Experimental Section

Materials. JBNTs were synthesized by an approach that was previously published and shown to be effective. The hMSC Stem Cell Growth Medium Bullet Kit was obtained from Lonza. The C28/I2 human chondrocyte cell line was purchased from Millipore Sigma.

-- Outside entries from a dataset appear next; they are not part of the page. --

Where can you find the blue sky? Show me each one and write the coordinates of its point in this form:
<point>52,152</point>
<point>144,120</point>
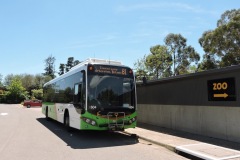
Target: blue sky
<point>124,30</point>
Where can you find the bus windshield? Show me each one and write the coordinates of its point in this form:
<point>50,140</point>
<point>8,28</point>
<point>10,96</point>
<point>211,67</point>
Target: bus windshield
<point>110,93</point>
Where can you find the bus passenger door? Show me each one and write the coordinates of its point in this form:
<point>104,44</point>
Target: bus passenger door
<point>78,99</point>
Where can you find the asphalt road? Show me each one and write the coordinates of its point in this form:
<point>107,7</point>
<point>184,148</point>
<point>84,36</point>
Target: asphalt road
<point>26,135</point>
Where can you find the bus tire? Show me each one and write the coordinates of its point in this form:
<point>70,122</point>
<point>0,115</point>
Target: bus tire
<point>67,121</point>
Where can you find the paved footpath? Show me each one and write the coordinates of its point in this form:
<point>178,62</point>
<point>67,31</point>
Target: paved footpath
<point>190,144</point>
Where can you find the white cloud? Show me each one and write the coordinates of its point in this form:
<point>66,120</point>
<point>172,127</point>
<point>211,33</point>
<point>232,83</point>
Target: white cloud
<point>164,6</point>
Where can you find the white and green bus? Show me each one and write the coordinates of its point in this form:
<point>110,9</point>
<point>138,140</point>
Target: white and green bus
<point>94,95</point>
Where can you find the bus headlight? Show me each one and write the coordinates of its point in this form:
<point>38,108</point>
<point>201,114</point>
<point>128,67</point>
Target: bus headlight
<point>132,120</point>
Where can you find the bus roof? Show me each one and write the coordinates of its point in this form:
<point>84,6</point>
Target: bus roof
<point>76,68</point>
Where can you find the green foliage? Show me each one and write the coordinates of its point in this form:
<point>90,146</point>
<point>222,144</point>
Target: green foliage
<point>141,68</point>
<point>37,93</point>
<point>159,61</point>
<point>61,69</point>
<point>222,45</point>
<point>182,54</point>
<point>16,92</point>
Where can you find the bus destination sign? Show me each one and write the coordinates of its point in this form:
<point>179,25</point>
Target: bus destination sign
<point>221,90</point>
<point>111,70</point>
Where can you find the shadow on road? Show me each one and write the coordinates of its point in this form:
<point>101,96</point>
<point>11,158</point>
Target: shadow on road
<point>77,139</point>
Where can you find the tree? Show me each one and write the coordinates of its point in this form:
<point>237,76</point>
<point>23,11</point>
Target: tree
<point>49,66</point>
<point>15,91</point>
<point>223,43</point>
<point>70,63</point>
<point>182,54</point>
<point>28,81</point>
<point>159,61</point>
<point>61,69</point>
<point>40,80</point>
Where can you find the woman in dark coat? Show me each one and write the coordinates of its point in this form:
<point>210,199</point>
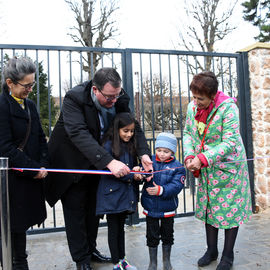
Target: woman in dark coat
<point>17,115</point>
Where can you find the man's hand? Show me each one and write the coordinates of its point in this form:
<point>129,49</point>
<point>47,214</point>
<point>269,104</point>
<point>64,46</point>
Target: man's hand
<point>118,168</point>
<point>137,177</point>
<point>153,190</point>
<point>41,174</point>
<point>194,165</point>
<point>147,165</point>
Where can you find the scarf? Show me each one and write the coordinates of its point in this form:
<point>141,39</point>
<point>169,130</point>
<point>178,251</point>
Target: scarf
<point>202,115</point>
<point>19,100</point>
<point>107,114</point>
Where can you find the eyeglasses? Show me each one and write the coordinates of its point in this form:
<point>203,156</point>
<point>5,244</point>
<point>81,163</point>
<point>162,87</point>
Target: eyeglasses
<point>111,98</point>
<point>26,86</point>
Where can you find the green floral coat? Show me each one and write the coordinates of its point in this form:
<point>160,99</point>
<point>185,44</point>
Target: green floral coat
<point>223,193</point>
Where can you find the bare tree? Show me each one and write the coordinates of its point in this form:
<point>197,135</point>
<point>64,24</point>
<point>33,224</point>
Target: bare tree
<point>162,105</point>
<point>95,24</point>
<point>209,21</point>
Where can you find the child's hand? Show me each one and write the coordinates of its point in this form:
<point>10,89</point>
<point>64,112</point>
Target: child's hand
<point>153,190</point>
<point>137,177</point>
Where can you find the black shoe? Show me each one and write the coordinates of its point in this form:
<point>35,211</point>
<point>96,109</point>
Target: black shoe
<point>83,266</point>
<point>225,263</point>
<point>207,258</point>
<point>98,257</point>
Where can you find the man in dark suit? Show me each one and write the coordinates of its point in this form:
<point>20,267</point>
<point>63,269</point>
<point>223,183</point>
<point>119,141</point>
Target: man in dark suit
<point>75,143</point>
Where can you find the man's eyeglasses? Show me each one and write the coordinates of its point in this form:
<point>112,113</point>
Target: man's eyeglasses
<point>111,98</point>
<point>26,86</point>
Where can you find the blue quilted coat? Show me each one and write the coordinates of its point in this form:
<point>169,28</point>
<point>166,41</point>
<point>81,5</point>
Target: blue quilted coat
<point>172,182</point>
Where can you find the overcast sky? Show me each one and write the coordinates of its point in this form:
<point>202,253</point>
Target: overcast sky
<point>142,24</point>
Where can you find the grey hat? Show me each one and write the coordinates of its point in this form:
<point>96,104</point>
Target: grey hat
<point>166,140</point>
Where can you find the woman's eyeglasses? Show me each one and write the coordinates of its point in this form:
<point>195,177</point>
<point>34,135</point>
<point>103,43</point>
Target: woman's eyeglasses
<point>111,98</point>
<point>26,86</point>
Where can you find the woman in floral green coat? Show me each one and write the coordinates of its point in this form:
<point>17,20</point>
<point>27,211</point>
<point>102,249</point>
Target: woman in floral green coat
<point>214,153</point>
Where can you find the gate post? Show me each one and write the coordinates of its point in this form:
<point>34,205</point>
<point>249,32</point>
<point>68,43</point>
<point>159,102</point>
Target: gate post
<point>245,115</point>
<point>127,76</point>
<point>5,217</point>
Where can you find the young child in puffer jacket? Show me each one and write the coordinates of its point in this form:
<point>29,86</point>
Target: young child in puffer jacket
<point>160,199</point>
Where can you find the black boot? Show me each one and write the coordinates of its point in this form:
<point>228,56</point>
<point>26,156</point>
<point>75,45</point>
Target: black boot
<point>98,257</point>
<point>166,256</point>
<point>20,266</point>
<point>207,258</point>
<point>19,256</point>
<point>153,258</point>
<point>225,263</point>
<point>84,266</point>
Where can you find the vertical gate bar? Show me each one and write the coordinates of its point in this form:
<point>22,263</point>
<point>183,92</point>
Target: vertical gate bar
<point>222,74</point>
<point>81,68</point>
<point>49,92</point>
<point>128,77</point>
<point>70,70</point>
<point>5,215</point>
<point>60,79</point>
<point>142,106</point>
<point>230,76</point>
<point>152,98</point>
<point>112,61</point>
<point>38,87</point>
<point>2,66</point>
<point>181,127</point>
<point>161,92</point>
<point>171,100</point>
<point>245,115</point>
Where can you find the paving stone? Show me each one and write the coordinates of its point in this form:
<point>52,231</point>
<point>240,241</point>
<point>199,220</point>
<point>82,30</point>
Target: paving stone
<point>252,250</point>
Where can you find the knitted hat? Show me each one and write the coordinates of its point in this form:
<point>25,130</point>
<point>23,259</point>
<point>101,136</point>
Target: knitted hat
<point>166,140</point>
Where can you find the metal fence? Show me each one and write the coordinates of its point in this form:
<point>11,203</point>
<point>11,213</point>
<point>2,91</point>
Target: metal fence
<point>157,82</point>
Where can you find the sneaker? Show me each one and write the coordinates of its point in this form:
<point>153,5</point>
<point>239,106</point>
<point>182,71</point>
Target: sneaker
<point>207,258</point>
<point>118,267</point>
<point>127,266</point>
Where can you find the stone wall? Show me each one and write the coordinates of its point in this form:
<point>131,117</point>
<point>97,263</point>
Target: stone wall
<point>259,75</point>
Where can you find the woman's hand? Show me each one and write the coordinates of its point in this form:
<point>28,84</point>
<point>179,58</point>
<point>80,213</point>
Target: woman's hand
<point>137,177</point>
<point>41,174</point>
<point>118,168</point>
<point>147,165</point>
<point>194,165</point>
<point>153,190</point>
<point>188,163</point>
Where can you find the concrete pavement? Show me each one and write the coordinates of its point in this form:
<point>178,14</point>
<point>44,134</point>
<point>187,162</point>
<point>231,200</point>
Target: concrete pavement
<point>252,249</point>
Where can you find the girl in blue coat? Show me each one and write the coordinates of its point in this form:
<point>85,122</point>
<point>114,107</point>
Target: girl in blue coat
<point>118,197</point>
<point>160,199</point>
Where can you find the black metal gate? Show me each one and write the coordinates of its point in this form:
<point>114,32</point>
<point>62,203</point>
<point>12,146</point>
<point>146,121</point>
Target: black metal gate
<point>157,82</point>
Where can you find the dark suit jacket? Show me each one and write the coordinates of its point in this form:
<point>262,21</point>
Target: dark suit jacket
<point>27,201</point>
<point>75,142</point>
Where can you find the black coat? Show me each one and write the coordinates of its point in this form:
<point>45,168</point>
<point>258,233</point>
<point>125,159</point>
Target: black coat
<point>27,200</point>
<point>75,142</point>
<point>118,195</point>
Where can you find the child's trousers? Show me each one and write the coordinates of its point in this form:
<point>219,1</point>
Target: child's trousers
<point>159,228</point>
<point>116,236</point>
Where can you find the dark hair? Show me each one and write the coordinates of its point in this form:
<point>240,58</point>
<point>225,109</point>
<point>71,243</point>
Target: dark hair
<point>121,120</point>
<point>205,84</point>
<point>16,69</point>
<point>106,75</point>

The hMSC Chondrogenic Differentiation Medium BulletKit™ was purchased from Lonza (catalog number PT-3003). Recombinant human matrilin-3 protein was purchased from R&D Systems. Recombinant human TGF-β1 (CHO derived) was purchased from PeproTech. DMEM, high-glucose cell culture medium (Gibco), trypsin-EDTA solution (0.25%, Gibco), ethanol (70% solution), 1× phosphate buffered saline (PBS, Gibco), fetal bovine serum (FBS, Gibco), penicillin-streptomycin (Gibco, 10,000 U mL−1), and the Alcian blue stain kit (pH 2.5, Vector) were purchased from Fisher Scientific. Triton X-100 (Invitrogen, 1.0%), fixative solution (4% formaldehyde prepared in PBS), distilled water, DAPI nucleic acid stain (Invitrogen), rhodamine phalloidin (Invitrogen), Alexa Fluor® 488 Microscale Protein Labeling Kit, Alexa Fluor 555 Microscale Protein Labeling Kit, Human TGF beta 1 Elisa Kit (catalog number BMS249-4), Collagen X Antibody (catalog number PAS-97603), Goat anti-Rabbit IgG (H+L) Highly Cross-Adsorbed Secondary Antibody, Alexa Fluor® Plus 488 (Catalog number A32731), 10% Normal Goat Serum (Catalog number 50062Z), Fluoromount-G™ Mounting Medium (Catalog number 00-4958-02), and TRIzol™ reagent were purchased from Thermo Fisher Scientific. The CCK-8 assay was purchased from Millipore Sigma. Agarose (gel point 36° C.) was purchased from Sigma-Aldrich (catalog number A9539). The RNeasy® Plant Mini Kit was purchased from QIAGEN. The iTaq™ Universal SYBR Green One-Step Kit was purchased from Bio-Rad.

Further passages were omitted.